Restaking is becoming an alternative avenue for validators to increase their yield.

EigenLayer is one of the leading middleware supporting rehypothecation. Let’s explain it in detail. When you use a blockchain like Bitcoin or Ethereum, you pay for block space so that your transactions can be stored in a block permanently. This fee may vary across different networks. Consider trading on Bitcoin, Ethereum, Solana, and Polygon and observe the differences in these fees.

Why is this so? EigenLayer’s white paper explains this in an elegant way – blockspace is the product of decentralized trust provided by the nodes or validators beneath it. The greater the value of this decentralized trust, the higher the price of block space.

The re-staking mechanism allows us to go deeper into the decentralized stack and create a market for decentralized trust. EigenLayer allows Ethereum’s validators to repurpose their trust and enable new blockchains to benefit from the same trust.

It applies the security of one network to other applications, such as roll-ups, cross-chain bridges, or oracles.

important question

This all sounds great, but you might be wondering who is using all this stuff. We can analyze it from the perspective of supply and demand. On the supply side, there are three sources.

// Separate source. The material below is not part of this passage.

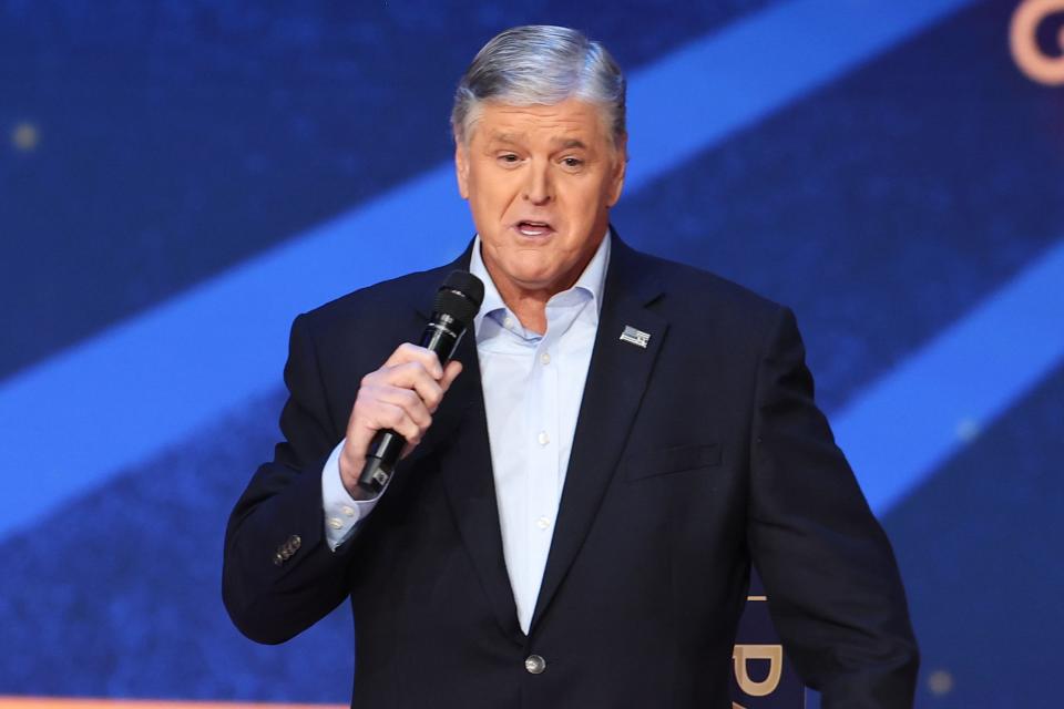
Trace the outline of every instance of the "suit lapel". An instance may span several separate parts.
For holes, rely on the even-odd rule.
[[[591,531],[668,328],[666,320],[646,307],[661,295],[657,282],[641,267],[651,264],[641,264],[641,257],[620,239],[611,246],[598,331],[530,633]],[[626,326],[649,333],[645,348],[621,340]]]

  • Native ETH stakers (staking their ETH themselves),

  • LST re-stakers (staking their LST like stETH or cbETH), and

  • ETH liquidity providers (who stake LP tokens containing ETH as one of the assets), they can also choose to validate other chains.

On the demand side, there are often emerging applications or new chains looking to bootstrap security. You might want to build a network of oracles that parse on-chain data and pass it on to DeFi applications.

A few years ago, when Ethereum and several other layer-1 networks were developing, we werent sure if there would be a single chain to rule them all. By 2023, we will see multiple tiers operating simultaneously. The idea of ​​specific application chains seems likely.

But the question is: Should all these upcoming chains be building security from scratch?

We don’t want to jump to conclusions and say no. Lets look at how Web 2 has evolved to get a perspective. In the early days of the internet, like todays Web 3 startups, founders had to find solutions to problems like payments, authentication, and logistics. A few years later, companies like Stripe, Twilio, Jumio, etc. emerged to address these challenges. Part of the reason eBay bought Paypal in the early 2000s was to solve their payment problems.

Do you see a pattern? Applications on the Internet scale when they outsource things that are not their core competencies.

By 2006, AWS had significantly reduced hardware costs. A major Harvard Business Review paper in 2018 claimed that AWS changed the landscape of venture capital as we know it, due to its impact on the cost of experimentation. Suddenly, you can offer unlimited streaming (Netflix), storage (Dropbox), or social (Facebook) without worrying about buying your own servers.

Restaking is to blockchain networks what AWS is to servers. You can outsource one of the most expensive aspects of cybersecurity. The resources saved by doing this can be better used to focus on the application you are building.

Lets go back to the previous question. Should each chain build its own security? the answer is negative. Because not every chain is trying to become a global settlement network like Ethereum, Bitcoin, or SWIFT. Absolute security does not exist in public blockchains. Blocks are probabilistic (its not uncommon to roll back a block or two), security is a scope. While youre focusing on building your app, you should probably focus on your users.

Getting your security to a point where it can compete with chains with huge network effects is slow and painful. And if you are an application-specific chain, your users dont care about security, as long as it is enough for the application you provide.

The staking landscape continues to evolve. If the approval of an ETF triggers a surge in institutional interest in digital assets, it will be one of the few sectors that will grow exponentially.